L’allora marito Ben Brierley e il fedele chitarrista Barry Reynolds sono presenze importanti anche in Dangerous Acquaintances (1981) e in A Child’s Adventure (1983), cui manca tuttavia la forza dirompente del predecessore: il calypso fiatistico di Intrigue alleggerisce la tensione, mentre Falling From Grace e Running For Our Lives, il singolo synth pop, pur toccanti nella loro spietata sincerità autobiografica scontano qualche sonorità elettronica anni 80 di troppo. Centrano meglio il bersaglio l’eccellente ballata Truth Bitter Truth (qui in versione 7 pollici), amara riflessione sullo svanire della gioventù, e il blues jazz di She’s Got A Problem, nelle parole di Marianne «un ritratto devastante del mio io autodistruttivo ed errante».

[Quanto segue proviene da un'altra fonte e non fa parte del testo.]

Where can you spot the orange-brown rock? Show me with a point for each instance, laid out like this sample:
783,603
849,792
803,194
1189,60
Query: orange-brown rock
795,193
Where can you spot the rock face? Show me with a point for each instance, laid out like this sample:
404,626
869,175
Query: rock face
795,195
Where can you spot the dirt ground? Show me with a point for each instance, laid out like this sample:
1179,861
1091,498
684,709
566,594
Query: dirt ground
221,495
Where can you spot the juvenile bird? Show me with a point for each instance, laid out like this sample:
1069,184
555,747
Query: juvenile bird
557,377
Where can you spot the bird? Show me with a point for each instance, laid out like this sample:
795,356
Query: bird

Ci vorranno però un visionario/motivatore empatico come Hal Willner e un disco come Strange Weather (3 selezioni più una outtake in questa antologia) per trasformarla in quel che Marianne è diventata dal 1987 in poi, vivendo una sorta di terza vita artistica: una chanteuse elegante, di nerovestita ed esistenzialista, dalla voce avvizzita e catramosa, che sposa alla perfezione le atmosfere démodé e la fisarmonica della title track firmata da Tom Waits e da sua moglie Kathleen Brennan; e la rivisitazione in età matura del singolo di debutto As Tears Go By, la prima canzone firmata Jagger-Richards che le regalò immediato successo nel 1964 e il cui testo malinconico e colmo di rimpianto sembra essere stato scritto apposta per la Marianne 40enne e vissuta del 1987. Di lì in poi la musica si fa più rarefatta e vaporosa, nostalgica e mitteleuropea; e Marianne somiglia a Marlene Dietrich molto più che a Patti Smith anche quando riprende The Calm Before The Storm scritta da Lou Reed con e per il panamense Rubén Blades. Quell’ennesimo maquillage la fa rifulgere in Blazing Away, testimonianza di 1 straordinario concerto registrato dal vivo il 25 novembre del 1989 al St. Anne’s di Brooklyn con una band stellare che include Reynolds e Marc Ribot alle chitarre, Garth Hudson della Band alle tastiere, Lew Soloff alla tromba e al flicorno, Fernando Saunders al basso: ce lo rammentano una ballata sontuosa e cinematografica come Times Square e il folk jazz di When I Find My Life, oltre a 2 fascinose versioni di Brain Drain e dello standard anni 30 The Boulevard Of Broken Dreams che sul disco live, all’epoca, non avevano trovato posto.

Londra, 16 marzo 2021
© Danny Kasirye/The New York Times

5 anni dopo una collaborazione con Angelo Badalamenti rimescolerà ancora le carte in tavola fruttando A Secret Life, che in pezzi come Bored By Dreams e The Stars Line Up propone le inconfondibili atmosfere oniriche, avvolgenti e un po’ sinistre dell’autore di Twin Peaks. Songs Of Innocence And Experience si ferma qui, all’ultimo album per la Island, anche se la storia di Marianne proseguirà con altri capitoli importanti, collaborazioni con artisti di grido quali Roger Waters, Brian Eno, Nick Cave e Warren Ellis (il suo ultimo alter ego musicale), prove teatrali e cinematografiche (indimenticabile l’ironica commedia Irina Palm). Intanto la sua salute, già compromessa da un tumore al seno e dall’epatite C, vacillerà ulteriormente sotto i colpi del Covid che le causerà gravi complicazioni polmonari, uno stato di debilitazione generale e problemi di memoria. Verrebbe da definirla una “sopravvissuta”, non fosse che nelle ricche note di copertina della raccolta è lei stessa a ripudiare quel termine sottolineando con fierezza di avere sempre vinto, fino ad oggi, la sua battaglia con la vita. Le ferite che ha riportato, le gioie e i dolori che ha intensamente vissuto, la gioventù, la maturità e la vecchiaia, il candore ingenuo, la sventatezza e la saggezza, la rabbia e la poesia, le trovate anche qui dentro, in queste 44 canzoni.